Each teacher talks about everything they have to do as if this class is the only thing in their whole lives, like her life is devoted to geology. She's lucky if she can glance at the important points at the end of the chapters before she takes the test. She's lucky if she remembers when the test is. Some days she can actually feel herself falling behind.


	3. Chapter 3

The book bag on her shoulders felt heavy, weighing her down. She tottered on her heels. She saw Lucas talking to his friends, smiling and laughing, carefree. Why did he get to be carefree when she had the weight of the world settled firmly between her shoulder blades?
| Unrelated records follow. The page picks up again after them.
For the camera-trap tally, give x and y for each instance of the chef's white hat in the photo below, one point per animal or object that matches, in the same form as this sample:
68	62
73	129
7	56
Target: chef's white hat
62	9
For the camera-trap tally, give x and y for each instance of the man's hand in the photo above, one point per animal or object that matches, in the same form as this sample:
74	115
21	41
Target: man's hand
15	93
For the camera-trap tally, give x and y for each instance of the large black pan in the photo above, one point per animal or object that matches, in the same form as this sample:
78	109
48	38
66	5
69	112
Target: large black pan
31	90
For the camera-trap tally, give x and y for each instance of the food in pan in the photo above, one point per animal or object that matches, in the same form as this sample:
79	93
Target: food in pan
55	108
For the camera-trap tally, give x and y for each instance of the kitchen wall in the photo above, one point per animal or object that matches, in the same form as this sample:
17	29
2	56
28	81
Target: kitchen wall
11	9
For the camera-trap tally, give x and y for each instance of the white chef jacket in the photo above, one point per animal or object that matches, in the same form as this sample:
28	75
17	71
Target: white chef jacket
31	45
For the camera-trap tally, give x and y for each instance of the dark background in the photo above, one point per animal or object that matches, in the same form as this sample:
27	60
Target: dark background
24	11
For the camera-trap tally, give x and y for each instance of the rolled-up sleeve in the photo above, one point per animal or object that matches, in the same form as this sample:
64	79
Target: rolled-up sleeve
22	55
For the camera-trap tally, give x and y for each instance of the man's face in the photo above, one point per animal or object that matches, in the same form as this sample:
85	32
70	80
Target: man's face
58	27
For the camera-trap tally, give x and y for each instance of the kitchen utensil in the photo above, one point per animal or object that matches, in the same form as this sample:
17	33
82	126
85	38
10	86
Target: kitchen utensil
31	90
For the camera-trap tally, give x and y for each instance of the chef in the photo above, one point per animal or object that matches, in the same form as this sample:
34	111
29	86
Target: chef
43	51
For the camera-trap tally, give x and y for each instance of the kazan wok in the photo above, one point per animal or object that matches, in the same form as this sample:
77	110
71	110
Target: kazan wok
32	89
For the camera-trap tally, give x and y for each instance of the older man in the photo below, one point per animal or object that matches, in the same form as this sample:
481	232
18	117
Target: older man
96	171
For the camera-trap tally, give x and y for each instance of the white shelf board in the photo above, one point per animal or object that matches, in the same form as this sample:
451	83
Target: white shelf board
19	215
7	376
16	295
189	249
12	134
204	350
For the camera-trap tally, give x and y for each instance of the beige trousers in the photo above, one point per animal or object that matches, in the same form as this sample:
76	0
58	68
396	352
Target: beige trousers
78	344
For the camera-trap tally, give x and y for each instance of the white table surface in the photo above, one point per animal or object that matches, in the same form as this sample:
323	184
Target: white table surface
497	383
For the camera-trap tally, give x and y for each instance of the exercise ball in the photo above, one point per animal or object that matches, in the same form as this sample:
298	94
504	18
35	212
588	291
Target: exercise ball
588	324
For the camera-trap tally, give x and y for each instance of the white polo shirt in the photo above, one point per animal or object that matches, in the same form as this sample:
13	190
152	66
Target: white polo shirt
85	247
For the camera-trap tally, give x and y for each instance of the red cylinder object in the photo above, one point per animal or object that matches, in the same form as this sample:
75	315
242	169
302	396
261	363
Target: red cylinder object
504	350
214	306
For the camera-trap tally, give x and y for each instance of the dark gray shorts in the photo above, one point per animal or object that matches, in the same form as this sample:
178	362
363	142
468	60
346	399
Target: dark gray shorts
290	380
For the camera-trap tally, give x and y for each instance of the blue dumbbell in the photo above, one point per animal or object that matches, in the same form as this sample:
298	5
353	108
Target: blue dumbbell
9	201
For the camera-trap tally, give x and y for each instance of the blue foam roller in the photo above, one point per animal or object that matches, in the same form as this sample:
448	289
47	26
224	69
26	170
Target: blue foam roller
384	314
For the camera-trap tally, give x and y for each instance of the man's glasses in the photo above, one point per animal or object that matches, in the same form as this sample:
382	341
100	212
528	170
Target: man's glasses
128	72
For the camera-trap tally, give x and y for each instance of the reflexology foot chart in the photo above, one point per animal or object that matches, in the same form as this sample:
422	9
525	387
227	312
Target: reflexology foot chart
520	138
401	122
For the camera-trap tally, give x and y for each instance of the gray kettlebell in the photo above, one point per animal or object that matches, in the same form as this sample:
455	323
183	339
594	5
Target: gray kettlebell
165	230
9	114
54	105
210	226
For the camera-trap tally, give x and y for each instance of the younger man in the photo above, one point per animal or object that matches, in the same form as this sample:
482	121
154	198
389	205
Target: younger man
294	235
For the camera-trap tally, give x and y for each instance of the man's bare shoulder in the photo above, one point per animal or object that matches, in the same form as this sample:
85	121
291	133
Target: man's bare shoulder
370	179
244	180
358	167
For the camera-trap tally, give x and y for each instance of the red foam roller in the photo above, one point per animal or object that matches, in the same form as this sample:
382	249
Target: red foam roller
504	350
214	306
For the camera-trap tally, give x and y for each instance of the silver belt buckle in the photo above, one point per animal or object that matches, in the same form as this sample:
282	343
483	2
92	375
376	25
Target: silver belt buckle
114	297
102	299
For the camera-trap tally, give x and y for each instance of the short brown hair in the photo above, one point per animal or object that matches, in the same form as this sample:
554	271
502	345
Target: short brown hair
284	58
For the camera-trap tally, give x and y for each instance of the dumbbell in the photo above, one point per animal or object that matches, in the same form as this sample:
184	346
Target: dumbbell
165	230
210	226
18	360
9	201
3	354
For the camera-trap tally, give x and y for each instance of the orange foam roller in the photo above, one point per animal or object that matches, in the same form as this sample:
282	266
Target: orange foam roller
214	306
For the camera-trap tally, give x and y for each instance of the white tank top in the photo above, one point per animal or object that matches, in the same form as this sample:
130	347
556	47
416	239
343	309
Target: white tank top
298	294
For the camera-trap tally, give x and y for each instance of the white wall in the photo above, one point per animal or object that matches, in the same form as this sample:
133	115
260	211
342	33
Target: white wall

She remembered being 14, falling in love with his devil smile and wicked laugh. Looking up at him as he lowered himself into her, never knowing how her life was about to change. Why did he get to go on with his teenage life like he wasn't a father? She bit her lip. It was because he wasn't a father. He didn't wake up early and stay up late, he didn't make daycare runs and doctor office runs and read little Golden Books until he thought his eyes would start to bleed. He didn't hold little grubby hands and wipe sticky faces and cut the crust off of peanut butter and jelly sandwiches. He didn't do any of it. He was only a sperm donor.

"Mia," It was Darcy, with her skinny waif face and cool recrimination. She was so damaged in Darcy's eyes. Mia could feel the judgment flowing on to her like the water from a water fall, all those rainbows and water droplets of recrimination.

"Yeah?" Trying to be cool, trying to be a together teenage mom who had everything under control.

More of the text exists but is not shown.